In December of 2005 I had the opportunity to invite Umair Haque – who was then running a consultancy called Bubble Generation – to Sony during an internal week-long technology and strategy sharing event. I had been following Umair via his blog and felt Sony should hear what he was saying. Thanks to a skeptical but marginally risk-tolerant boss, all systems were go and Umair enjoyed a trip to Tokyo while Sony got to pick his brain. Of course, few knew who this person was.

Since then, Umair has become the Director of the Havas Media Lab at Harvard, and I just came across a recent presentation of his that is a must see.

http://www.daytona.se/sessions/vol2/umair

Basically, this global crisis we are witnessing is not just a financial crisis – it’s an “interaction crisis”. The principles that have been driving capitalism through the 20th century have ultimately maxed out, and Umair proposes 5 new principles that will guide the 21st century – that *must* guide 21st century capitalism lest mankind dig it’s own grave.

I’ll share these 5 principles here more for my own notes, but you should really watch the presentation – it really just skims the top of changes to come. (20th century capitalist principle → 21st century principle):

  • Exploitation → Renewal
  • War → Peace
  • Domination → Equity
  • Value → Meaning
  • Command → Democracy

And the tag-lines for these principles:

“tomorrow is today”
“people, not product”
“connections, not transactions”
“creativity, not productivity”
“outcomes, not incomes”

Digg! delicious
Posted on Sunday, February 15th, 2009 at 4:50 pm and filed under biznomics, conferences, entrepreneurship, sonystyle. Subscribe to RSS 2.0. Skip to the end and leave a comment. Pinging disabled.
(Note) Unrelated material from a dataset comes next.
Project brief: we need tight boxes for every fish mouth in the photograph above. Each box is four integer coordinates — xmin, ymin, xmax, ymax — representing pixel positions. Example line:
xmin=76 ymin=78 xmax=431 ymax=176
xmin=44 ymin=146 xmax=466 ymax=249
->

2 Responses to “Crisis of Nihilism”

  1. Taylor Davidson

    So much gold in that presentation, a great summary of everything Umair has been talking about (”preaching”?) for awhile. Gregory Lent and I had a bit of a conversation last night about taking the principles forward, so much ideals ready for people to apply to their businesses and their lives.

  2. Robert at myGengo

    I put my comment on the video page, so I won’t reproduce it here. Suffice it to say that I enjoyed watching but got annoyed too!